リーキーガット症候群を引き起こしてしまう原因には様々なものがあります。

例えば、PCB(ポリ塩化ビフェニル)や農薬、水銀といった化学物質は、腸の粘膜細胞や「細胞同士が密着した結合(=タイトジャンクション)」を破壊することが知られています。同様に、病気の治療で使われる抗生物質や胃酸の分泌を抑える薬を使用した場合でも、リーキーガット症候群が生じます。

また、小麦粉に含まれるグルテンと呼ばれるタンパク質が腸の粘膜を覆う腸管上皮細胞(ちょうかんじょうひさいぼう)を破壊し、腸漏れを加速させることが文献から示されています。

さらに、腸内細菌であるカンジダ菌が増えすぎることでも、リーキーガット症候群を発症してしまいます。

カンジダ菌は腸内細菌の一種で、どんな人の腸内にも存在している常在菌(じょうざいきん)です。しかし、カンジダは増えすぎると「酵母(こうぼ)」の形状から「菌糸(きんし)」の形状へと姿を変え、危険性の高い細菌に変化します。

糸状に変化したカンジダ菌はいくつもの層を形成して腸の細胞に張り付いたり、細胞に貫通したりして体の機能を低下させます。その結果、腸の粘膜細胞が破壊されて、リーキーガット症候群が引き起こされます。

この他にも、リーキーガット症候群を招く原因として、ストレスや加工食品に含まれる添加物、寄生虫、 鎮痛剤、アルコール、カフェインなどがあります。

リーキーガット症候群の身体的症状

リーキーガット症候群になると腸の粘膜が破壊されてしまうために、腸では正常な消化・吸収活動ができなくなります。その結果、十分な栄養素を取り込むことができず、細胞の機能が低下して、全身の健康に害を及ぼすようになります。

加えて、体内に悪さを働く物質が入り込んで来るために、体はその物質に対抗して体外に排除しようとし始めます。

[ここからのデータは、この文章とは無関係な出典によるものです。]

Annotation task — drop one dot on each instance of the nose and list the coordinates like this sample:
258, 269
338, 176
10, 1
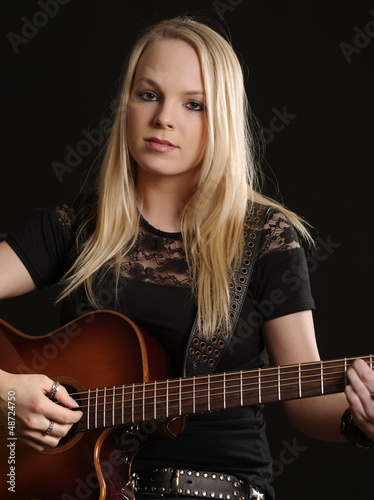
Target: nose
165, 116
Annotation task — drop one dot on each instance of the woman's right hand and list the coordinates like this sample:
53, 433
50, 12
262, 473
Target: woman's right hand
35, 412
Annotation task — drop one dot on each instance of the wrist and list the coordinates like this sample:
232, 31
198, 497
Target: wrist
352, 433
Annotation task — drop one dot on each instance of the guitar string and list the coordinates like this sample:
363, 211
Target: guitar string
149, 398
308, 368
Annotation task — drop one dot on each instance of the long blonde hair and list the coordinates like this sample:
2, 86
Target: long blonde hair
212, 219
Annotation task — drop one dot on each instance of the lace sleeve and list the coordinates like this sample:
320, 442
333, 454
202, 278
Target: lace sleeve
279, 235
66, 217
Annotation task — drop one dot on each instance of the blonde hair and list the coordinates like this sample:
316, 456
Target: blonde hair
212, 219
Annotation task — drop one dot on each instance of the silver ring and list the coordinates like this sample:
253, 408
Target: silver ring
55, 388
49, 430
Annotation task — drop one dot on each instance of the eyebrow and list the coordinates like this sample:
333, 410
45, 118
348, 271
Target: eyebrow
156, 85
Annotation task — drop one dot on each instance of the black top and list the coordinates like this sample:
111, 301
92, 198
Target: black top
154, 291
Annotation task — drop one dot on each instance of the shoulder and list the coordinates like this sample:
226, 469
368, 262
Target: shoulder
278, 234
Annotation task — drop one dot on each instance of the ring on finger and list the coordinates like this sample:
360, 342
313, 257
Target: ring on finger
49, 430
55, 388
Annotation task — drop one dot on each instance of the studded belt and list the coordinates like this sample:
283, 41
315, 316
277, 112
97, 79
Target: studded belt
169, 481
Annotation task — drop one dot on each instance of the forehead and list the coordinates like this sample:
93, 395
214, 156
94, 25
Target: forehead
172, 62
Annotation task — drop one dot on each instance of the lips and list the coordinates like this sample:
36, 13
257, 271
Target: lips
160, 145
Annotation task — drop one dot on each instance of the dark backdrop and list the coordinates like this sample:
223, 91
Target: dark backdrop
309, 68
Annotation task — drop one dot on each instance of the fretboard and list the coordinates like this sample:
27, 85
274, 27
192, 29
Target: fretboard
134, 403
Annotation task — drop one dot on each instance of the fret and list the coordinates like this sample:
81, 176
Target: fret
88, 408
104, 406
259, 386
97, 394
193, 396
241, 387
209, 392
123, 405
167, 398
143, 402
180, 397
155, 400
113, 404
133, 404
345, 371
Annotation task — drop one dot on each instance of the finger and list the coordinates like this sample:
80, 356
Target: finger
62, 415
63, 397
358, 392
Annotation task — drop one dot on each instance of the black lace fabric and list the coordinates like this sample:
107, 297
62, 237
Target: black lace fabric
159, 258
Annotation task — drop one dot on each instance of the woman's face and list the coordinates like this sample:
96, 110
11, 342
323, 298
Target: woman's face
166, 121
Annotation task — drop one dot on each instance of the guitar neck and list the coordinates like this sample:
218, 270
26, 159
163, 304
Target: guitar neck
135, 403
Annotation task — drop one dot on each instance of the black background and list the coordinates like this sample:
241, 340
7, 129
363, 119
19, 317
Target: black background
63, 82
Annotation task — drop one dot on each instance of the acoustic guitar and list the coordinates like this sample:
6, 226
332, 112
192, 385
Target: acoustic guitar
119, 375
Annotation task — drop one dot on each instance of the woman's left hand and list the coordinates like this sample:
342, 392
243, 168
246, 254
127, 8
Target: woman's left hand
360, 395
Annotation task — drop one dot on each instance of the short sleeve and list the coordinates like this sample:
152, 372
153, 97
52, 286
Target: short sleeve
281, 280
43, 244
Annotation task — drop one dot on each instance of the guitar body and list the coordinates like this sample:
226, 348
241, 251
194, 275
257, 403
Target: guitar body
98, 349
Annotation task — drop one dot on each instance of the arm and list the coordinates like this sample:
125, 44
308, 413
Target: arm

そのため、外敵と闘う「免疫システム」が休みなく働くため、炎症が続いたり、毒素を弱める肝臓に負担がかかったり、交感神経が優位になって興奮状態が続いたりします。その結果、全身に様々な症状で出るようになります。

リーキーガット症候群によって引き起こされる身体的症状を下記にまとめました。

・食物アレルギー
・アトピー
・花粉症
・リウマチ
・消化不良
・膨満感
・下痢・便秘
・炎症性腸疾患
・肥満
・関節炎
・肝機能障害
・高コレステロール血症
・セリアック病
・糖尿病
・多発性硬化症
・慢性疲労症候群など

腸のバリア機能が壊れると心の不調が生じる

リーキーガット症候群になると、体内に侵入してきた異物に対処するためのホルモンが多量に作られるようになります。また、それに伴って神経が興奮するため、それを脳が察知して心の状態が不安定になることがあります。その結果、うつやパニック、不安障害など、脳と心の不調に関わる病気になることがあります。

また、実際にうつ病と診断された人の中には、リーキーガット症候群を同時に発症している人が存在しています。そのため、リーキーガット症候群がうつ病やパニック障害といった精神病を引き起こす原因だと主張する研究者が登場し、関連性を裏付ける研究成果が発表されています。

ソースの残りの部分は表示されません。